« Houses of Dreams | Main | "The Sound of Music" in Bellevue »

August 31, 2007

"Knowing" a Language

While obsessively trolling the Web for mentions of Find the Bug, I came upon this post from a fan of python, which is one of the 5 languages I used in the book.

He discusses one of the Python problems from the book where the code splits a buffer into words and then sorts the result, but does it in a low-level way: by walking through the buffer one character at a time to split the words and walking through the array one element at a time to find where to insert the word in its sorted spot. He is slightly annoyed that I don't simply call the split() function to split the buffer, and the sort() function to sort the array--although he does point out that it wouldn't make sense for me to do it this way since there is so little potential for bugs in the 3 lines of code (I have sometimes seen people discussing Microsoft interview questions on bulletin boards claiming that if somebody asked them to sort an array in C, they would call the qsort() library function, and if the person asked them to write it out themselves, they would refuse because that wasn't what a real programmer would do. Although I never actually had an interview candidate who refused, on those grounds, to write out the implementation of strlen() or itoa() or various other standard library functions we ask them to write).

I find this interesting because it involves a trend I have noticed: more and more, it seems that "knowing" a language involves the set of functions that are built-in, as opposed to knowing the syntax and semantics of the language. Meaning: for me, "knowing" Python means you understand how slices work, the difference between a list and a tuple, the syntax for defining a dictionary, that indenting thing you do for blocks, and all that. It's not about knowing that there is a sort() function. I suppose the basic thing is that if you know the syntax stuff you can read code in the language and understand it; if you see a function you don't recognize, you can look it up in the documentation. Whereas if you don't know the syntax, you'll just be lost.

Of course as you write more code in Python you will start to learn more of the built-in functions, and this would be expected of someone calling themselves an experienced Python programmer; even in the space of Find the Bug, as you work through the Python chapter I eventually mention index(), ord(), find(), count(), pop(), and a few others. But I wouldn't call that a part of knowing the language.

Jonathan Ellis, the poster I linked to, says I am writing Python that looks like C, and then says "Actually it's painful to read any language written at such a low level of expressivity, which is why I prefer not to use languages that really can't do any better". Of course, a language like C could do better; if you write managed C++, which is "like" C, you can call all the built-in functions provided by the .NET Base Class Library. But again, I wouldn't call knowing all that part of knowing C++; it's extra information you pick up over time (I actually do think Python is more expressive than C#, but it's because of things like slices and dictionaries, not because it has split() and sort()).

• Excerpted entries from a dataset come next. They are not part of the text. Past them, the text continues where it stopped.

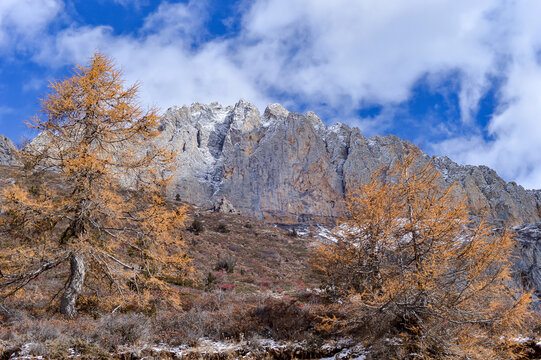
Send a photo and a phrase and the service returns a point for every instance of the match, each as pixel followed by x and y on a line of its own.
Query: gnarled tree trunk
pixel 76 281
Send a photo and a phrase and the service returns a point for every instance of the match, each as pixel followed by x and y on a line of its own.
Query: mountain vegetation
pixel 116 239
pixel 411 263
pixel 99 260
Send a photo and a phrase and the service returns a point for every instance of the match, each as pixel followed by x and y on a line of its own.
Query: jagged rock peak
pixel 8 151
pixel 275 111
pixel 289 167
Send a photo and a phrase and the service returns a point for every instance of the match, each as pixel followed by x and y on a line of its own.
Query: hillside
pixel 284 167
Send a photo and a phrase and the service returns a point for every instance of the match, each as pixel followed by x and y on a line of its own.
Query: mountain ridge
pixel 286 167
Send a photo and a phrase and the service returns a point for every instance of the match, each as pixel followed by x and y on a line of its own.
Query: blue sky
pixel 461 78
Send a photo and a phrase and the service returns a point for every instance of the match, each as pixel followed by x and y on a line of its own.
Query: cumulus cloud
pixel 336 56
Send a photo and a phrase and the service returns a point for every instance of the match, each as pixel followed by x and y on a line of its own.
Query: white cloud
pixel 339 53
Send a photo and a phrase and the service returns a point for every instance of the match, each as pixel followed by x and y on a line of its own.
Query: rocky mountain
pixel 528 259
pixel 291 168
pixel 8 151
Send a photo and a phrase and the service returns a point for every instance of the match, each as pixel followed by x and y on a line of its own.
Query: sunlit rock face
pixel 286 167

Nonetheless people do seem to associate knowing a language with knowing its standard calls. Even C, I suppose, has a couple of functions in the standard library that are basically part of "knowing" the language (printf(), in particular, and malloc() and free()). That's just because C is so stripped down that it includes none of this as built-ins (and of course you can write C programs that don't allocate memory with malloc() and don't print with printf()). I think perhaps what this really shows is that languages are becoming more similar in what they basically can do, so their built-in libraries become more of a differentiator. There's a basic jump up from a language like C to a modern language like Python that has foreach-type loops and automatic array handling, but once you make that leap it's mostly frosting.

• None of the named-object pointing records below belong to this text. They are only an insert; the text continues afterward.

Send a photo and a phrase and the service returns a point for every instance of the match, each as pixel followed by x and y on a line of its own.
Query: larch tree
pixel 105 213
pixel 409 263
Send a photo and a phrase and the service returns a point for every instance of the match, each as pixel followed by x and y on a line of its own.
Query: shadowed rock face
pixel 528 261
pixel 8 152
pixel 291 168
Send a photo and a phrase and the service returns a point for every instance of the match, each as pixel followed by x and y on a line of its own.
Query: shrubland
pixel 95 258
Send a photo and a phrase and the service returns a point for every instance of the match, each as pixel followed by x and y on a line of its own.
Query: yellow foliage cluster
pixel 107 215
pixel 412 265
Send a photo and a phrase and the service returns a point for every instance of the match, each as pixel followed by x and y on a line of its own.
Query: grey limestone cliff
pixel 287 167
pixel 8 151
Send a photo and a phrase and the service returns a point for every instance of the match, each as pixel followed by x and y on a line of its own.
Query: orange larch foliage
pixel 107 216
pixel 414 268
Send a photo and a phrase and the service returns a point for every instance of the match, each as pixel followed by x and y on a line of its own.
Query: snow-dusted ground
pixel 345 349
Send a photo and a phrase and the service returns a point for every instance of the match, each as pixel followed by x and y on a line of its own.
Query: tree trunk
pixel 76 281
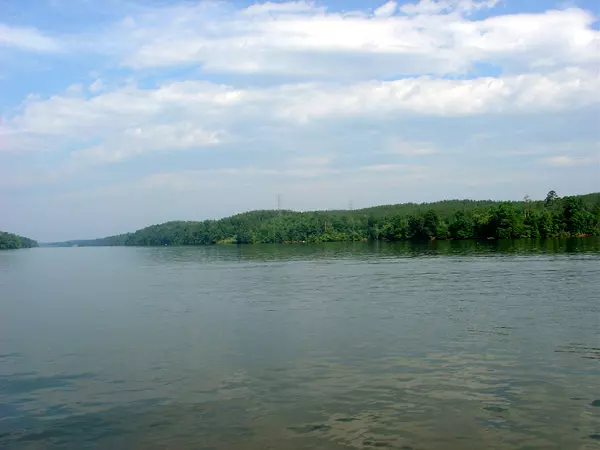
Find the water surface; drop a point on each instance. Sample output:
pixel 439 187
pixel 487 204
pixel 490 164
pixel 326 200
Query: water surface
pixel 343 346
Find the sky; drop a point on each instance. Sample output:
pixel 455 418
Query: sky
pixel 118 114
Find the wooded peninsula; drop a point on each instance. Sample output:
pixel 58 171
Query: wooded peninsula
pixel 444 220
pixel 9 241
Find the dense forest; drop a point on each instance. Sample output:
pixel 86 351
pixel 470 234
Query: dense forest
pixel 12 241
pixel 451 219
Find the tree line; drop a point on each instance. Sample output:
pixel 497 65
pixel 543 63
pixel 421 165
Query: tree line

Posted by AdamBa at August 31, 2007 10:43 PM

Trackback Pings

TrackBack URL for this entry:
http://proudlyserving.com/cgi-bin/mt-tb.cgi/610

Comments

If you look at a language like Smalltalk, you will see that there's very little to the syntax (even less than LISP, i'd say), so knowing Smalltalk really amounts to knowing its class library.

Posted by: Duncan at August 31, 2007 11:37 PM

I'm guessing that you've taken an extreme position to make your point.
One certainly does need to know how to write, (http://python.net/~goodger/projects/pycon/2007/idiomatic/handout.html), idiomatic Python to call oneself a good Python programmer, but one also needs more than a basic knowledge of the standard library and the methods of built-in objects. (And knowledge of doctest :-)

- Paddy.

Posted by: at September 1, 2007 03:21 AM

I'm guessing that you've taken an extreme position to make your point.
One certainly does need to know how to write idiomatic Python to call oneself a good Python programmer, but one also needs more than a basic knowledge of the standard library and the methods of built-in objects. (And knowledge of doctest :-)


- Paddy

Posted by: Paddy3118 at September 1, 2007 03:22 AM

Well, I suppose what I am partly saying is that my sense of "knowing" a language is out of whack with actual reality; these languages have such useful standard libraries that they become part of the language. This is helped by the way they support arrays and automatic memory allocation, which allows a lot of standardization in the libraries.

Arguably it's also because few people are using them to write software that is as complicated as that which is written in C (so the built-ins are enough to handle the 90% case, which is certainly not true for what C is used for), but if I said that I would get jumped on by fans of BitTorrent, or Movable Type for that matter.

- adam

Posted by: Adam Barr at September 2, 2007 11:09 AM

Hmmm. Pulling my 35+yo signed copy of K&R 'The C Programming Language' off the shelf it is interesting to note that by Chapter 2 of that very small tome the authors are already into utilizing the standard libraries. So I don't think this has been a trend of the last 10 years. More its an intrinsic desire to get to higher level modules quickly since the beginning.

My final observation is that most 'hiring managers' really screw things up thinking of programming skills in terms of how good someone is at C#. The bigger question is how well can a candidate grasp the problem and its scope.

Posted by: JohnMc at September 4, 2007 04:19 AM

In a language such as Forth or Lisp, there is very little syntax to be learned. Thus, "learning the language" consists mostly of learning which method calls do what and how to use them. The latter can involve some subtleties, however; programming with stack- or list-based data structures is quite different than, say, programming with arrays, lists, or hashes.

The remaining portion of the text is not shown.